La libertad humana y moderna es entonces la constatación de una gracia tan poderosa que solamente puede ser concebida a través de un enjaulamiento organizado sistemáticamente en torno al rendimiento, la distracción y el confort. Una campaña de negación del sujeto que supuestamente lo exalta solo si es un engranaje útil y vanidoso en el concierto mundial de la productividad.

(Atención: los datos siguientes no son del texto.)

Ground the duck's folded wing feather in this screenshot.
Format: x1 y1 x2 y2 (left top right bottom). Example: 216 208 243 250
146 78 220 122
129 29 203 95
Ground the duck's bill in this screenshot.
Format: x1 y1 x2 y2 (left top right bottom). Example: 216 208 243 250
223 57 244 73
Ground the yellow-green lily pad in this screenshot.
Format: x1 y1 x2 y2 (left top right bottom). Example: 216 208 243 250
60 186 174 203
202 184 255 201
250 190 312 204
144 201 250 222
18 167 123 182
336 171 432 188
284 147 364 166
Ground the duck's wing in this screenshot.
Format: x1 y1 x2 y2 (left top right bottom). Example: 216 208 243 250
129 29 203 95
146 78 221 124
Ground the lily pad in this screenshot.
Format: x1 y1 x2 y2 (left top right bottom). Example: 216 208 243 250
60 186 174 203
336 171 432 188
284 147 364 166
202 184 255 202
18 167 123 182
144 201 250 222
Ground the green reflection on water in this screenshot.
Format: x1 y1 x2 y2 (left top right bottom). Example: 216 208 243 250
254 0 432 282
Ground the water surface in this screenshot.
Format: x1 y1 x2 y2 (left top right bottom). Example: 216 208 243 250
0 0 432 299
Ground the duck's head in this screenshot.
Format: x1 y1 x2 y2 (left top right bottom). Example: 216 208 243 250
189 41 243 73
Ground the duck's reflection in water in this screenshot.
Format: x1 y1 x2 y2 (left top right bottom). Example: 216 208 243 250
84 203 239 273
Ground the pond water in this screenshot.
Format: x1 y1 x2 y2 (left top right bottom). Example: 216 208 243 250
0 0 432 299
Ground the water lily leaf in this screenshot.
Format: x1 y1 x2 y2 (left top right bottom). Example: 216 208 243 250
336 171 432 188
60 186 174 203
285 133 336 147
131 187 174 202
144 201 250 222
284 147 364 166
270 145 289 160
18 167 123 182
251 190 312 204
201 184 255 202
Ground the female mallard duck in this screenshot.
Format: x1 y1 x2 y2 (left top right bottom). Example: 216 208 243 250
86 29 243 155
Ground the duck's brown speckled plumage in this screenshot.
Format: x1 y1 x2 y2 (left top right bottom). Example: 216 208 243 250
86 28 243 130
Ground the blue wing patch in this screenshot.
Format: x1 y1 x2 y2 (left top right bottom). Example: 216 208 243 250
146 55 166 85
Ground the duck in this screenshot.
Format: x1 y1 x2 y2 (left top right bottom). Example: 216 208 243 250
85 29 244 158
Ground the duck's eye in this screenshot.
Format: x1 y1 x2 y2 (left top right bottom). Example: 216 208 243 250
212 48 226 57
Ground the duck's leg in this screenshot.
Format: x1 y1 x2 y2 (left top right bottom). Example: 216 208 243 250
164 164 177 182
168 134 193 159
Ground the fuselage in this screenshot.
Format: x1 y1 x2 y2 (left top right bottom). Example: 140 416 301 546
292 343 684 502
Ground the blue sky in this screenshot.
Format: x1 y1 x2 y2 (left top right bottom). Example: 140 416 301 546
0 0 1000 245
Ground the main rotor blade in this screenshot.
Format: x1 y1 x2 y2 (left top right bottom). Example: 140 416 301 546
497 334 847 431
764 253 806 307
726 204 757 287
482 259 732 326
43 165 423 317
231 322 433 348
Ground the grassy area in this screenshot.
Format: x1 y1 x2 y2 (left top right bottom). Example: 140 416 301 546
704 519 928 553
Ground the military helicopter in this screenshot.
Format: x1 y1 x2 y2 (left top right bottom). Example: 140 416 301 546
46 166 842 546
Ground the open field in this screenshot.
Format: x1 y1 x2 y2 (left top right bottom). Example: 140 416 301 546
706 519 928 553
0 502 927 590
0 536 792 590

Frente a un mundo que a sus anchas parece nervioso y dislocado, Sloterdijk exhuma el mito agrícola de la libertad enraizada en la vida sin artificios, donde el único ornamento no es un atributo exterior sino la potencia dormida en el corazón de cada ser humano. Una elegancia orgullosa que se desmarca de todo lo accesorio y se despliega hacia el interior del individuo en abierta negación frente al peso del mundo. ¿La reducción de las necesidades al mínimo, el aislamiento del mundo, es el camino más recto hacia la felicidad? El autor denuncia que, bajo el imperio del rendimiento y la optimización, la invención moderna de la libertad se transforma paradójicamente en un recurso de opresión. La conclusión es que “la liberalidad es demasiado importante para dejarla en manos de los liberales”, y que “la cuestión de lo real y su reforma es demasiado importante como para confiarla únicamente a los conservadores”.